A central downtown meeting place in those days was Sun Square. Excited throngs gathered there whenever major news was breaking. Important department stores (led by O'Neills) and famous restaurants (Miller Brothers, Oyster Bay) were nearby.
When those landmarks were demolished more than three decades ago to make way for Charles Center, the designers of that pivotal downtown renewal project wanted to create public spaces that would add color and life to the canyons of office towers and high-rise residences. Center Plaza was created between the Baltimore Gas & Electric Building and Fayette Street. The square south of it, between the Morris Mechanic Theater and the Federal Building, became known as Hopkins Plaza.
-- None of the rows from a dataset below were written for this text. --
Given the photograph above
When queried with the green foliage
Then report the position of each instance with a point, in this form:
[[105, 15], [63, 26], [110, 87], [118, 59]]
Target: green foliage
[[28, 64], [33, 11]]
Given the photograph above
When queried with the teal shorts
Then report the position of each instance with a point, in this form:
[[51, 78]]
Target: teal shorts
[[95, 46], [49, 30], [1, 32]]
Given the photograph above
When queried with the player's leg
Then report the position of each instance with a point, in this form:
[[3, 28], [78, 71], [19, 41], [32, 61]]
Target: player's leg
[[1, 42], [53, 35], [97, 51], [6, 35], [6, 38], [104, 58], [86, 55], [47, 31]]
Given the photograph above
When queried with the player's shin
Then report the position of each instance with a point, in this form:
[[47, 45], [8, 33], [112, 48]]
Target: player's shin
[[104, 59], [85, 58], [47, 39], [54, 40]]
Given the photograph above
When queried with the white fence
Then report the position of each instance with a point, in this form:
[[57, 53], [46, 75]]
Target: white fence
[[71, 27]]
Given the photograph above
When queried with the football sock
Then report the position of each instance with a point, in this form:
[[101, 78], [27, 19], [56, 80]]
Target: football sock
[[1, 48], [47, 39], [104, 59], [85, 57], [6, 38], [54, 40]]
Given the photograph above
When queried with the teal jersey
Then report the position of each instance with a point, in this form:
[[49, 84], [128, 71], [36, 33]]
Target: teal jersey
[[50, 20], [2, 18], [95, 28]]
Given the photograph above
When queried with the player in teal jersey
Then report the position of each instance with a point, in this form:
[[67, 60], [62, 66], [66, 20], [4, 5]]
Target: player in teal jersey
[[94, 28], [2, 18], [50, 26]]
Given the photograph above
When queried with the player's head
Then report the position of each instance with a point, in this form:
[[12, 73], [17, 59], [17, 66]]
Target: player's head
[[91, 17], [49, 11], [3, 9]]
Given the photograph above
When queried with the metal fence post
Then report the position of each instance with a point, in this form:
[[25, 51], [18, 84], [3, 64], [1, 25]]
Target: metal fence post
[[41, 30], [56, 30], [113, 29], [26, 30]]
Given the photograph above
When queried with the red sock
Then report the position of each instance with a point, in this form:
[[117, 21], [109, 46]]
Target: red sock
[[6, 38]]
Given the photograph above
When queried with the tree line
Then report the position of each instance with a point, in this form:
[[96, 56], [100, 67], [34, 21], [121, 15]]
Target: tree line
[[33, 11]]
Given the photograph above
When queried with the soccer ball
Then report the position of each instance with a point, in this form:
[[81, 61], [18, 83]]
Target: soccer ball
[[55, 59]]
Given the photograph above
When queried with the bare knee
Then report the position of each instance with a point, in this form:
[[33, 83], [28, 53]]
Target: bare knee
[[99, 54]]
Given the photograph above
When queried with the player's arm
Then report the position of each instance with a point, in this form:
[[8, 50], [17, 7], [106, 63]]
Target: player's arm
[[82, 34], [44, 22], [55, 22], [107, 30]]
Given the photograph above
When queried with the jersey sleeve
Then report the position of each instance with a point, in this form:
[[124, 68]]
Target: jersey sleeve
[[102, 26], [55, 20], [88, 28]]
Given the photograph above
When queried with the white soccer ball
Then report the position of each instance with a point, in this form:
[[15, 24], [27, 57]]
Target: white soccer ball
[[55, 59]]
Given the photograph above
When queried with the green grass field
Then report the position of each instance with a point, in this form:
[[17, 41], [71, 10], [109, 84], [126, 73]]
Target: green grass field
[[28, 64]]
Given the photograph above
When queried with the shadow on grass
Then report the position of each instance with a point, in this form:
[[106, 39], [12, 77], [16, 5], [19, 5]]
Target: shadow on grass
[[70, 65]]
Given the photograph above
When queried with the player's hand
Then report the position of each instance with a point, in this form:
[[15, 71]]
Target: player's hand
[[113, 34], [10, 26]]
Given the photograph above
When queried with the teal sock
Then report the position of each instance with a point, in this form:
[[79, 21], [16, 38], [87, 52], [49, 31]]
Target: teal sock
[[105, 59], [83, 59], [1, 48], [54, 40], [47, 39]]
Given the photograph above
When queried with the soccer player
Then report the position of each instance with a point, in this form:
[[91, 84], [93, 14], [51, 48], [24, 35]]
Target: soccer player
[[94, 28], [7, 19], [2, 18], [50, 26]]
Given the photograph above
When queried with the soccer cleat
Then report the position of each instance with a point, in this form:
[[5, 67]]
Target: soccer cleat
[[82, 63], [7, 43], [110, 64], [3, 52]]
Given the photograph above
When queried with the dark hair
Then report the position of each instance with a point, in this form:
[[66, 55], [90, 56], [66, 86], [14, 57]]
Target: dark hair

The plazas were popular gathering places throughout the 1970s. They were the sites of anti-war demonstrations and free jazz concerts featuring artists like Stan Getz and Lionel Hampton. Ethnic festivals competed for summer weekend dates. When the first City Fair was held in 1970, it, too, drew huge crowds to those plazas.
In the past couple of summers, Charles Center has made a comeback as a venue for nighttime entertainment. Free Thursday night concerts on Hopkins Plaza, featuring mostly reggae and rhythm and blues artists, have become increasingly popular. This year, they will be complemented with jazz and blues concerts that will go on simultaneously at Center Plaza, featuring such names as saxophonist Sonny Fortune (tomorrow), flutist Herbie Mann (May 27) and saxophonist Gary Bartz (June 3). By going downtown Thursday nights between 6:30 and 10 o'clock, Baltimoreans can sample a wide variety of music.
We welcome this new beat to the heart of the city.